In our study, both pre- and post-dialysis calcium concentrations slightly decreased, although these changes were not statistically significant at the end of the follow-up. This maintenance of calcium concentrations can be explained by the increment in dialysate calcium, which is invariably associated with the decrease in dialysate bicarbonate due to the need to maintain the acid/base proportionality during dialysis (Table 1) and also due to the decrease we found in iPTH levels. In the case of phosphorus, the change in dialysate bicarbonate caused no significant variations that persisted throughout the follow-up, despite a tendency to decrease in the dose of non-calcium phosphorus binders.

Finally, when we analysed differences in sodium, potassium, calcium, phosphorus and iPTH between the standard and nocturnal dialysis groups, we found no statistically significant differences except for the pre-dialysis phosphorus, which was significantly lower in the nocturnal dialysis group both at baseline and during the study. This fact is expected due to the higher dialysis dose that these patients receive and that is already reflected in the baseline phosphorus values.

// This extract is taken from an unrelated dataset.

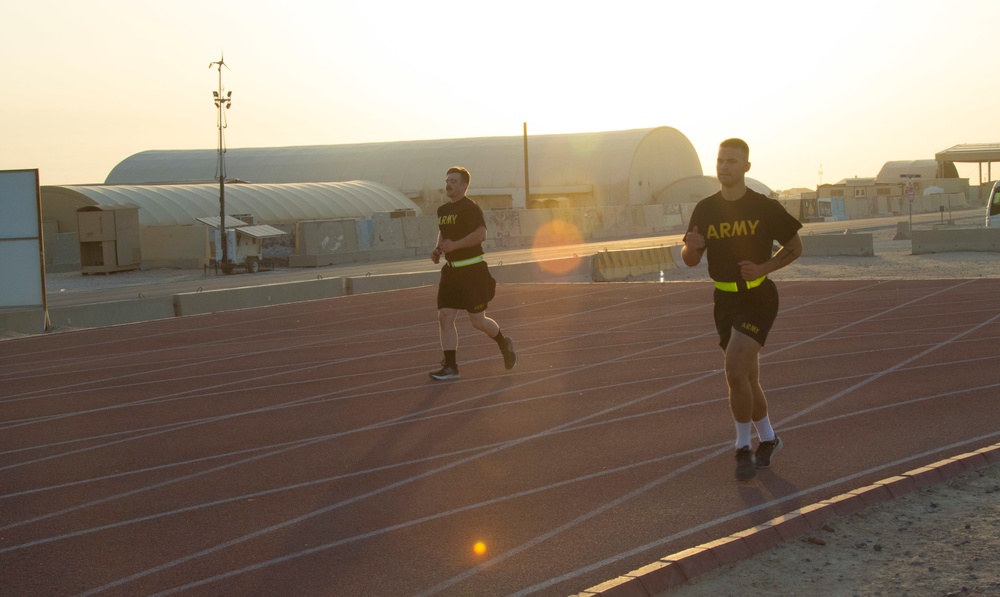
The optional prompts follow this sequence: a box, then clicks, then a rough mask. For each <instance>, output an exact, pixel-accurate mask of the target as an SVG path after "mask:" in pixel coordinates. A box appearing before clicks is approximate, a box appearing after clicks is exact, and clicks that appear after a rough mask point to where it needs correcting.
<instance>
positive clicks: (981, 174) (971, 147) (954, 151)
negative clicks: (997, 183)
mask: <svg viewBox="0 0 1000 597" xmlns="http://www.w3.org/2000/svg"><path fill="white" fill-rule="evenodd" d="M934 159H935V160H937V161H938V162H941V163H951V164H952V167H953V168H954V164H955V163H960V164H979V182H980V184H982V182H983V164H986V180H993V162H1000V143H964V144H962V145H955V146H954V147H950V148H948V149H945V150H944V151H939V152H937V153H936V154H934Z"/></svg>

In conclusion, optimization of the dialysate bicarbonate concentration from 35 to 32 mEq/L significantly and safely reduced pre- and post-dialysis TCO2 in patients treated with OL-HDF, improving control of the acid–base balance and secondary hyperparathyroidism, but avoiding overcorrection of acidosis and without negatively affecting control of potassium and phosphorus–calcium. More importantly, individualization of bicarbonate prescription is a key factor in the adequate control of acidosis in patients with ESKD on dialysis. Therefore, as an illustrative guideline, we recommend an individualized dialysate bicarbonate concentration based on pre-dialysis TCO2 in patients treated with OL-HDF. Nevertheless, more studies are needed to confirm the validity of these recommendations and evaluate the long-term impact of dialysate bicarbonate concentration adjustment.